The siren song of option selling is that it works most of the time. 90%+ of the time, you collect premium and win. But that 10% — or 5%, or 1% — can wipe out all your gains and more.
This is why every option seller eventually blows up. Not if. When.
If You Must Sell: The Survival Guide
I'm not going to tell you never to sell options. That's unrealistic. Premium selling can be part of a strategy. But if you're going to play this game, here's how to not blow up:
NEVER Go Naked
Always define your risk. Sell spreads, not naked options. A $100 max loss is better than an infinite max loss. Always.
Size for the Blowup
Ask yourself: "What if I lose the maximum possible on this trade?" If the answer is "I'm ruined," the position is too big.
Avoid Earnings
Never sell strangles over binary events. The IV is high for a reason. Someone knows something you don't.
Watch the VIX
When VIX is at 12, you're getting paid peanuts for huge risk. Wait for elevated IV to sell premium.
Have an Exit Plan
Define your stop loss BEFORE entering. When the position goes against you 2x the premium collected, get out.
Buy Some Tails
Use 5-10% of your premium collected to buy far OTM options as disaster insurance. It eats returns but saves careers.

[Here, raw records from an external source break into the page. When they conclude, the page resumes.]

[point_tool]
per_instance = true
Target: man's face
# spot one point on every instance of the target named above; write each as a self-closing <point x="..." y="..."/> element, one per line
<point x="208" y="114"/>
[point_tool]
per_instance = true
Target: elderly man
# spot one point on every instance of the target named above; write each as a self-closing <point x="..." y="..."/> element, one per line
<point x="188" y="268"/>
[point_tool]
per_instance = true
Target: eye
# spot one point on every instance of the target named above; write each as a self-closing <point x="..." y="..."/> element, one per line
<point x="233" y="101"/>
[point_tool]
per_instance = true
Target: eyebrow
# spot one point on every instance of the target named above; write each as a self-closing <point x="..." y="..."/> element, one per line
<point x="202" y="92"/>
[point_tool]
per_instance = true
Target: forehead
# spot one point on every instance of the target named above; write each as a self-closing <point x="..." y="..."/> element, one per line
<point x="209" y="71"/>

"The goal of trading is not to make money. The goal is to not blow up. If you can survive long enough, the money takes care of itself."
— Chris Cole, Artemis Capital
The Museum of Destruction
Every structure in this article has one thing in common: it works until it doesn't.
The naked puts work until the crash. The ratio spreads work until the gap. The short vol trade works until Volmageddon. The earnings strangles work until the 30% overnight move.
And the worst part? Success breeds overconfidence. The longer the strategy works, the bigger the position sizes get. The more "free money" you collect, the more certain you become that you've found an edge.
You haven't found an edge. You've found a time bomb with a random fuse.
The traders who survive are the ones who respect the math. The ones who know that selling options is selling lottery tickets — you'll profit most of the time, but when someone wins the lottery, you pay the jackpot.
This museum exists so you don't become an exhibit.
The Final Lesson
The most dangerous option structure is whichever one you've convinced yourself is "safe." There is no free money in markets. If it looks like free money, you're the product.